Best model after iterated nested cv

Hi,
When iterating several times the nested cross-validation, how to get the best set of hyperparameters that maximize the mean score from the outer loop? For example, a 5-fold inner cv and a 4-fold outer cv, iterated (repeated) 20 times, will give 4x20 = 80 different models. How to pick up the best and save it for future use?
Thanks
Stephane

Hi @sgorsse,

As mentioned by the end of the Evaluation and hyperparameter tuning notebook, what really matters is the stability of the hyperparameters found in the inner cv. If the hyperparameter tuning procedure always select similar values for the hyperparameters, then all is fine. It means that we can deploy a model fit with those hyperparameters and expect that it will have an actual predictive performance close to what we measured in the outer cross-validation.

But it is also possible that some hyperparameters do not matter at all, and as a result in different tuning sessions give different results. In this case, any value will do. This can typically be confirmed by doing a parallel coordinate plot of the results of a large hyperparameter search as seen in this notebook.

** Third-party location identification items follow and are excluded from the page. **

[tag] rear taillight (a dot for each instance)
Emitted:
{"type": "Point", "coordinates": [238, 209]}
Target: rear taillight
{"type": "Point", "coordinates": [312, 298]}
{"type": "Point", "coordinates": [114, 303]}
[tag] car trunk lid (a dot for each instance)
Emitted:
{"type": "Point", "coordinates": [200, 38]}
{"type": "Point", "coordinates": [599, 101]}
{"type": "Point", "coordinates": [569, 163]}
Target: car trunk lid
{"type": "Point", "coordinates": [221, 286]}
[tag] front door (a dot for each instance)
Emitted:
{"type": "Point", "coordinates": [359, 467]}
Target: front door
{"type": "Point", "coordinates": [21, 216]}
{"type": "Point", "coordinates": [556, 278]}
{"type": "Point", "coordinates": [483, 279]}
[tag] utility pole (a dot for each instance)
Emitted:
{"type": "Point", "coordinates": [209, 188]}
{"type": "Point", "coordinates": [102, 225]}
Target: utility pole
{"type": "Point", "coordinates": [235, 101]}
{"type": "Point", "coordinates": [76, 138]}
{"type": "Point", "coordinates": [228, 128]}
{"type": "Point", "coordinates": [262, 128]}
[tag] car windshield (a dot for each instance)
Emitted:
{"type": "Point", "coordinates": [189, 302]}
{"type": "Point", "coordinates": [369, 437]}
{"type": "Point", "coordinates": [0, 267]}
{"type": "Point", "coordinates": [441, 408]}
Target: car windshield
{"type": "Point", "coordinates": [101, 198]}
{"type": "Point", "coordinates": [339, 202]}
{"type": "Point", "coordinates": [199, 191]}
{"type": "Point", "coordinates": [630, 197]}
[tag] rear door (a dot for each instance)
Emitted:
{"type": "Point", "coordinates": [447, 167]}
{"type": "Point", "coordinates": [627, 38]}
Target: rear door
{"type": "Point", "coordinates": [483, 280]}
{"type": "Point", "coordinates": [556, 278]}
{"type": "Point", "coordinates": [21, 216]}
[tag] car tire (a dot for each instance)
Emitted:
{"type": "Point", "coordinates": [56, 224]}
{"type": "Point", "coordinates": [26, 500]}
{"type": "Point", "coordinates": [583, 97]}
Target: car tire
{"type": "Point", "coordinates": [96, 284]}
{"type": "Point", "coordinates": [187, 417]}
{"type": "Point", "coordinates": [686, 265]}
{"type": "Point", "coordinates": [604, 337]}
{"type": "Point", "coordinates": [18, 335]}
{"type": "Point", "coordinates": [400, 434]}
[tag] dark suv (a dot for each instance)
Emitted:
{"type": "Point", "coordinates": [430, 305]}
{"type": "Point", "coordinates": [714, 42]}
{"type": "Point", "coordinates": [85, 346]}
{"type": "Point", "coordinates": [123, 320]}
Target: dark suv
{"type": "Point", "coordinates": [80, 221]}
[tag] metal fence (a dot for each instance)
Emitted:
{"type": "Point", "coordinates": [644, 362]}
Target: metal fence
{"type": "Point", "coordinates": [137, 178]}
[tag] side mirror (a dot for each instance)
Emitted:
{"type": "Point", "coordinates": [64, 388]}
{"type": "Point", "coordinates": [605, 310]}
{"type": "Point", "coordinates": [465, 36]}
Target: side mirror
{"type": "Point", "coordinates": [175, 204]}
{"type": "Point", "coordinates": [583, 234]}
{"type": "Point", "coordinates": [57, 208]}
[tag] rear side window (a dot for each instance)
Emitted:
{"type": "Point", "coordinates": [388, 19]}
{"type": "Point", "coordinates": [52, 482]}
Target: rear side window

From a deployment point of view, one could also chose to deploy all the models found by the outer cross-validation loop and make them vote to get the final predictions. However this can cause operational problems because it uses more memory and makes computing prediction slower, resulting in a higher computational resource usage per prediction.

Dear Arturo,
Thank you very much for your prompt and enlightening answer. I found the idea of deploying all the models found by the outer cross-validation loop very interesting because it would allow to estimate error bars to the predictions (let me know if I am wrong). However, I do not see how to handle such a deployment. Any suggestion or guide would be very much appreciated even though it is a bit beyond the scope of this course.
Stéphane

I found the idea of deploying all the models found by the outer cross-validation loop very interesting because it would allow to estimate error bars to the predictions (let me know if I am wrong).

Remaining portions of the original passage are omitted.